Le siège sous-mandibulaire est environ cinq fois plus fréquent que le siège parotidien.

Les calculs des glandes sublinguales et accessoires sont particulièrement rares et parfois totalement méconnus.

Physiopathologie :

La lithiase salivaire est composée d’environ 75 % de sels de calcium (phosphates), associés à des matières organiques.

D’un point de vue physiopathologique, ces sels précipitent en milieu alcalin, circonstance favorisée par la prolifération bactérienne, mais également par la présence d’un support protéique.

La lithiase salivaire se formerait donc par l’intermédiaire d’une stase salivaire consécutive à un rétrécissement anatomique ou à un spasme canalaires ou à des lésions inflammatoires des canaux salivaires, ces anomalies anatomiques permettant une infection microbienne ascendante.

La lithiase salivaire est le plus souvent unique et unilatérale, plus rarement multiple ou bilatérale.

En conséquence de la rétention salivaire, la lithiase se complique de phénomènes mécaniques et (ou) infectieux.

Lithiase sous-mandibulaire :

Il s’agit des calculs salivaires les plus fréquents.

Lithiase salivaire

Ils sont observés dès l’enfance, mais se manifestent surtout chez l’adulte.

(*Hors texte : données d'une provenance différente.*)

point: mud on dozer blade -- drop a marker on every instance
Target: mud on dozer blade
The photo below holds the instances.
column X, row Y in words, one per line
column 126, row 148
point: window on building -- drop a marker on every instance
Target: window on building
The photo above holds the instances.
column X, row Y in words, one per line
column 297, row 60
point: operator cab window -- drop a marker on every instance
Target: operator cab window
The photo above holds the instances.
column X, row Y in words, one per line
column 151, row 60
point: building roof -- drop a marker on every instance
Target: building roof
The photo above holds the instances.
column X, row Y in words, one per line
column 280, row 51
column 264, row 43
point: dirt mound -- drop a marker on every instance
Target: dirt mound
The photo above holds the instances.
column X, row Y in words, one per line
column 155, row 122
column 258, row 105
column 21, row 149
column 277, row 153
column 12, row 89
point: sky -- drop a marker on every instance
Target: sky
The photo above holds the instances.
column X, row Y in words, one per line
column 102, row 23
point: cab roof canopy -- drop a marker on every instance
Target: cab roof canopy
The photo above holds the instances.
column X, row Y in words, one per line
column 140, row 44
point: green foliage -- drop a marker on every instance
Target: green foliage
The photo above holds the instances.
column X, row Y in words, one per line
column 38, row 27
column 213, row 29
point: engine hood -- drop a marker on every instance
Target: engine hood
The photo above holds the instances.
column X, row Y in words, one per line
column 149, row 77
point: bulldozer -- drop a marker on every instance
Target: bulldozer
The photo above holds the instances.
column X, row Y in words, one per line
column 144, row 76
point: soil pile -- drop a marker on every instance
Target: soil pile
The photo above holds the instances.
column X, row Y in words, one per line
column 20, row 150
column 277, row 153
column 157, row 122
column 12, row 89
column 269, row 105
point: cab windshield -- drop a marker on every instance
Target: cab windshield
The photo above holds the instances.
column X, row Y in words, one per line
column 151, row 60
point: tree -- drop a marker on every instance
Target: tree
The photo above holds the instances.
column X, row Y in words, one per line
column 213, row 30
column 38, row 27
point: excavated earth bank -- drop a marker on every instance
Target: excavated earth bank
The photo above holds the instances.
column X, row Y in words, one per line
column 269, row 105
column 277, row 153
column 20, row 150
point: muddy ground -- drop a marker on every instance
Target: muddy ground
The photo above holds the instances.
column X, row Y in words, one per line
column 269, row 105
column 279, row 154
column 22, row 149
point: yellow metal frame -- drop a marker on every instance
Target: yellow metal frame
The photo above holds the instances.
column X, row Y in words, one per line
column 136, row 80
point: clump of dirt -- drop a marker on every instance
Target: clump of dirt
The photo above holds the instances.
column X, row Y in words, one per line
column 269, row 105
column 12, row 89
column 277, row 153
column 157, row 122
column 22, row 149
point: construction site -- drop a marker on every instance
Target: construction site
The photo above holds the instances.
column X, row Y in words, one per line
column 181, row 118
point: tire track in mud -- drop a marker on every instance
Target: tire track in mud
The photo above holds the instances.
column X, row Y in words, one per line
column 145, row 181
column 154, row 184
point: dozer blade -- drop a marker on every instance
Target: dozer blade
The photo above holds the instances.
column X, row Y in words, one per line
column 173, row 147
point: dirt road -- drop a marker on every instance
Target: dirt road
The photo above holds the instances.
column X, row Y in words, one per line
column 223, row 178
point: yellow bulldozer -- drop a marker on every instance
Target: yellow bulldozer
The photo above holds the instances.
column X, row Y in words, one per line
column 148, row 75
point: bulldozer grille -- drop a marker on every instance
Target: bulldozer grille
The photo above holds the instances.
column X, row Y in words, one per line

A – Circonstances de découverte :

1- La lithiase peut être latente et de découverte fortuite Lors de :

– la palpation du plancher buccal ;

– la réalisation d’une radiographie (orthopantomogramme, maxillaire défilé).

2- Accidents mécaniques :

La lithiase mandibulaire est le plus fréquemment révélée par des accidents mécaniques, compliqués ou non d’une greffe infectieuse.

Ces manifestations mécaniques dépendent de la situation ou du nombre des calculs.

• La hernie salivaire caractérise une tuméfaction de la crête salivaire d’installation rapide lors d’un repas ; cette tuméfaction est spontanément résolutive avec sensation ressentie par le patient d’écoulement de salive endobuccale.

Schématiquement, la hernie salivaire est observée avec un calcul unique situé dans la partie antérieure du canal de Wharton.

• La colique salivaire résulte d’une rétention complète de salive en amont de l’obstacle avec spasme canalaire.

Les symptômes de la hernie salivaire se compliquent ainsi d’une douleur intense et brutale siégeant dans le plancher buccal et la langue.

Douleurs et tuméfaction disparaissent encore spontanément après une brève sialorrhée.

La hernie et la colique salivaires évoluent pendant une période variable et sont rythmées par les repas.

En l’absence de traitement ou d’expulsion spontanée du calcul, des accidents infectieux peuvent leur succéder.

3- Accidents infectieux :

• Abcès du plancher buccal (whartonite et péri-whartonite) : le tableau clinique débute brutalement par des douleurs du plancher buccal irradiant vers l’oreille, une légère dysphagie et une fièvre modérée.

La crête salivaire est tuméfiée, érythémateuse et douloureuse.

La tuméfaction abcédée reste séparée à la palpation de la face interne de la mandibule ; la pression de l’ostium turgescent fait sourdre du pus.

La péri-whartonite est caractérisée par une diffusion extracanalaire du processus infectieux, dans un tableau de cellulite susmylo-hyoïdienne unilatérale, avec ébauche d’un trismus et exagération des signes généraux.

• La sous mandibulite peut succéder à une lithiase du canal évoluant depuis un certain temps ou à une lithiase intraglandulaire.

L’infection de la glande sous-mandibulaire est précédée ou non d’accidents mécaniques.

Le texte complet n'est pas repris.